For 44 years, the mountainous village and several others in northeast China's Jilin Province have relied on a train, which only has one locomotive and one tank car, to provide their water supply.
The train commutes between the towns of Songshu and Baihe, nestled deep in Changbai Mountain. Since 1975, it has run for more than 1.6 million km, delivering water to over 2,600 nearby villagers that had limited access to clean water.
Though cisterns have been built to store water unloaded from the trains, villagers along the line still keep the tradition of welcoming the train in person, clanking their buckets and bottles.
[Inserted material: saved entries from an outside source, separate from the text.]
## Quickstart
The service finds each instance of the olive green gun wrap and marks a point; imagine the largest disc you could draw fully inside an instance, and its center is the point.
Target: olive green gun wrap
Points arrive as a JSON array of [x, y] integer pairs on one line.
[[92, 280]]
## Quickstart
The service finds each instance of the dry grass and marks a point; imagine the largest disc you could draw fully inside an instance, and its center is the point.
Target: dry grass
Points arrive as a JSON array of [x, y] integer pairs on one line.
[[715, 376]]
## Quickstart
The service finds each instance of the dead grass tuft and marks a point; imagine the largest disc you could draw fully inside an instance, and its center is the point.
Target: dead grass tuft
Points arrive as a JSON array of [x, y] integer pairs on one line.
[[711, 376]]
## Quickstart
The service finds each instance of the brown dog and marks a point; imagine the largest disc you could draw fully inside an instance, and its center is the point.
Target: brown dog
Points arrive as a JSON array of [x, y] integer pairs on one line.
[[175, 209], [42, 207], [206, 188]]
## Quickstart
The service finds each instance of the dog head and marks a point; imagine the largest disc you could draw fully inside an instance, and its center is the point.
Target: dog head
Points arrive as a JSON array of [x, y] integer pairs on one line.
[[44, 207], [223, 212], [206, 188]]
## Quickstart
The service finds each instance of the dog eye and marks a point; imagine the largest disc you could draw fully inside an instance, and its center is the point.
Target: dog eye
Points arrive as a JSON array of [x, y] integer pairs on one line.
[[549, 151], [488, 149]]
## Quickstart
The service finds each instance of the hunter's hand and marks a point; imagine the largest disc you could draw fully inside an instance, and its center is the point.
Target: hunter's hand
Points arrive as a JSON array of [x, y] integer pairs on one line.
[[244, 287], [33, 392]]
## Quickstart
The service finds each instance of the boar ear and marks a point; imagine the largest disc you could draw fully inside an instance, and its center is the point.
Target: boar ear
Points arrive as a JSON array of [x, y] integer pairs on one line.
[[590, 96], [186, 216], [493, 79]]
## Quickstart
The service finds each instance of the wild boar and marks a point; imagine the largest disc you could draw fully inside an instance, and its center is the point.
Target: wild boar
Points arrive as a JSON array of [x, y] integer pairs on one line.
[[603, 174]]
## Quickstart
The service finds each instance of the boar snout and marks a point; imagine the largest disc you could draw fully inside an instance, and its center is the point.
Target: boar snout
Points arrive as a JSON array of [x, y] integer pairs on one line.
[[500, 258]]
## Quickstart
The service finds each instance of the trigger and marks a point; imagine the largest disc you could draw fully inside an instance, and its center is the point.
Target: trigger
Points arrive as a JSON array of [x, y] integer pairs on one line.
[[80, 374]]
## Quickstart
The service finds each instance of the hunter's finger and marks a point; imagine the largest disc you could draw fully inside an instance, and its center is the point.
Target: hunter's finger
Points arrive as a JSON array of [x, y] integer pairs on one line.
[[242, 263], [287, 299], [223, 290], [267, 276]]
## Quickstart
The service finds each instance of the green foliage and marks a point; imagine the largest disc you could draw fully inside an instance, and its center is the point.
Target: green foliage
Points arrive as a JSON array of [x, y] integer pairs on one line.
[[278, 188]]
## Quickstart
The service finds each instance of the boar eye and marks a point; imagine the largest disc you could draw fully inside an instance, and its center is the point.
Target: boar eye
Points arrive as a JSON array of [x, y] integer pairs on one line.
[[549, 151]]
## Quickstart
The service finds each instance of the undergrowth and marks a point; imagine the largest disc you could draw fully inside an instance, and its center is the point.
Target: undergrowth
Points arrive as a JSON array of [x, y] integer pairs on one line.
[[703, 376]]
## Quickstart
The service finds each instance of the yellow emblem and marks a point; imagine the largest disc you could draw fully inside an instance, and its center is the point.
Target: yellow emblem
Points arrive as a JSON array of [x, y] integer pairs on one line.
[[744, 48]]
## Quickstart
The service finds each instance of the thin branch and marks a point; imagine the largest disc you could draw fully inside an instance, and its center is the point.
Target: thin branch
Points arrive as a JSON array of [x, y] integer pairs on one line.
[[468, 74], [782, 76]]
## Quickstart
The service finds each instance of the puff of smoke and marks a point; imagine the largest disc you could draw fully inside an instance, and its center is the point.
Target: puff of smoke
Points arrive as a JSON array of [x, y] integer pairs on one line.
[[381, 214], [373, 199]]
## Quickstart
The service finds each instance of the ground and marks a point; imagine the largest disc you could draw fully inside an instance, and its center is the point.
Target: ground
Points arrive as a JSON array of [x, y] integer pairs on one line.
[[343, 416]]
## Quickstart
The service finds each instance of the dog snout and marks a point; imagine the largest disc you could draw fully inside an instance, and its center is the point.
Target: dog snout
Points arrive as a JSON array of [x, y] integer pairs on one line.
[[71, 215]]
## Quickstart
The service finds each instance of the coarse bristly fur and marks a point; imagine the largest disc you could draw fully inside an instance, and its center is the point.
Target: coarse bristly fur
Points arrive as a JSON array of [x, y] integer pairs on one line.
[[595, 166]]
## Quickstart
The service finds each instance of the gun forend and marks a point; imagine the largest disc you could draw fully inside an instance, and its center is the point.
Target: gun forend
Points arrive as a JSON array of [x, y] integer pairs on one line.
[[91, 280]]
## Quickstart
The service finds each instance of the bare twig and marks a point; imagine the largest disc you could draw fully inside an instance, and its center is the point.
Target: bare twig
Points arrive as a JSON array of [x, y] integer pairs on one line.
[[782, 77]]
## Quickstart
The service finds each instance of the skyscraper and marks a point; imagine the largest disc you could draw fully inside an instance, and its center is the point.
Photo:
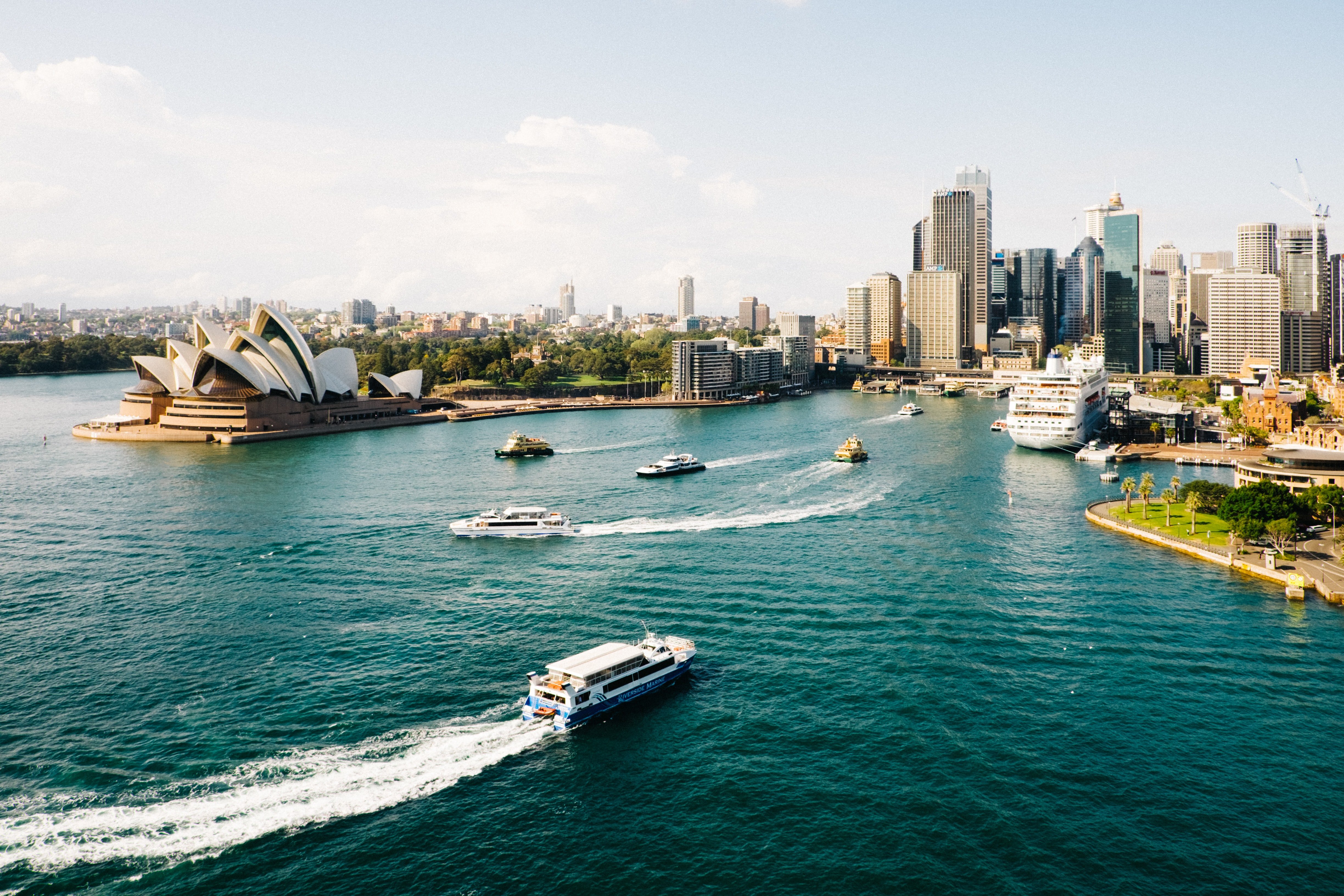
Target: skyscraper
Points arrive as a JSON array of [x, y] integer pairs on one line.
[[746, 312], [1094, 218], [858, 324], [976, 179], [1082, 291], [1123, 326], [685, 297], [885, 313], [1167, 259], [1257, 248], [952, 246], [1244, 320], [933, 319]]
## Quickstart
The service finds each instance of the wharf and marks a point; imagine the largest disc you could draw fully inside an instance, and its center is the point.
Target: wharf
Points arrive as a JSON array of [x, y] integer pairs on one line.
[[1315, 563], [487, 410]]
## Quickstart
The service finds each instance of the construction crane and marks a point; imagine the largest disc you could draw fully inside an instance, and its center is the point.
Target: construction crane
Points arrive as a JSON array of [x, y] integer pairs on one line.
[[1319, 215]]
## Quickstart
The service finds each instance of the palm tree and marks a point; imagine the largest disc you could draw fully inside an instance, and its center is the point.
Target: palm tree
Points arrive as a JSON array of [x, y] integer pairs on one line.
[[1194, 502], [1169, 498], [1146, 489]]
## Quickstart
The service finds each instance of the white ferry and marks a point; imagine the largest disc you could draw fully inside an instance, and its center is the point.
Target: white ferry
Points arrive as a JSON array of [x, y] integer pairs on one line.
[[514, 522], [671, 465], [587, 684], [1060, 406]]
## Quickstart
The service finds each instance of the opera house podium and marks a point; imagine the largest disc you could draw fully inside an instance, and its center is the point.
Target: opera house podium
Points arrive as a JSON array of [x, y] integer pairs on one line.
[[256, 385]]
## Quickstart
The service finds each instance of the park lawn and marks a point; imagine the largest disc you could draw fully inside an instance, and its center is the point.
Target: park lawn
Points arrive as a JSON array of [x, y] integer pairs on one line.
[[1181, 522]]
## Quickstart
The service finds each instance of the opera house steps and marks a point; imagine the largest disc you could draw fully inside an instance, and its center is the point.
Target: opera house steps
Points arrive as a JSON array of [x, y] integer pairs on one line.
[[257, 385]]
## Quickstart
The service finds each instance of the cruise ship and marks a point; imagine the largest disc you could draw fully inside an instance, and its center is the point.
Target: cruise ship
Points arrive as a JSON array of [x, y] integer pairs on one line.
[[577, 688], [1061, 406]]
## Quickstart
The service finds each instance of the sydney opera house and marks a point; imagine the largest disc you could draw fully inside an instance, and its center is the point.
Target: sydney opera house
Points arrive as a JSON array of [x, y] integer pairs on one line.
[[254, 385]]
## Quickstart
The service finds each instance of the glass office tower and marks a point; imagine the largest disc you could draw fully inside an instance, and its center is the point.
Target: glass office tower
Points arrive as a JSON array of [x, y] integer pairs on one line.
[[1123, 323]]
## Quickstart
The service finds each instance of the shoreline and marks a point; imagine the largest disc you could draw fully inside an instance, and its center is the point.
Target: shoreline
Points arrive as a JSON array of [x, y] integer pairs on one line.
[[1190, 549]]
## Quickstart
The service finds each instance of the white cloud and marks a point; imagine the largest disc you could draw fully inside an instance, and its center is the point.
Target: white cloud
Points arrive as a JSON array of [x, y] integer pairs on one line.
[[726, 193]]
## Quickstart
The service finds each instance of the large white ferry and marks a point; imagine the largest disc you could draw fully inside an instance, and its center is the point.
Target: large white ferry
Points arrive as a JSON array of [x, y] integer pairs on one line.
[[514, 522], [1061, 406], [587, 684]]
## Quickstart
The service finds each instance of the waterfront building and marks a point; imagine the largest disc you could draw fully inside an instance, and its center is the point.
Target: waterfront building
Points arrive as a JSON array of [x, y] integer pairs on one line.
[[933, 319], [566, 303], [1123, 291], [685, 297], [885, 315], [1244, 320], [1257, 248], [1084, 280], [976, 179], [746, 312], [254, 383], [952, 248], [1169, 259], [704, 369]]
"Fetching water used to be a big headache. We had to travel to a far-away river to get water and even make a hole in the ice during winter," said Li Zuopei, an 80-year-old resident in Yingbishan village.
"Then the small train sent water right to our doorsteps, and it's amazing that the service has been going on uninterrupted for so many years," said Li.
The water-delivering trains are a special service on the Hunbai Railway, a scenic line with diesel trains. They were launched to address the limited access to drinking water in the area, where the underground water is undrinkable due to complex mineral components.
"Water coming out of the wells used to render us with Kaschin-beck disease, and we treated every drop of (safe) water like it was oil," said Zhou Aiqin, another resident at Huojugou.
Running the train all year around is no easy task, especially in winter when temperatures easily drop below minus 20 degrees Celsius. Some of the fuel is spent heating the water during the journey to prevent freezing.
"Water often drips onto our clothes and instantly freezes. We cannot bend our arms or legs and have to move like a gorilla," said Jia Lin, a veteran worker at the line's Quanyang station.
Train crew and station workers, like residents along the line, have been attached to the delivery missions, even as demands have greatly shrunk due to improved water infrastructure and relocation of villagers. The trains now run three times a month, down from three times a week, to serve only 300 residents.
"But as long as the demand exists, our small train will keep on running," said Xin Yuehong, head of Quanyang station.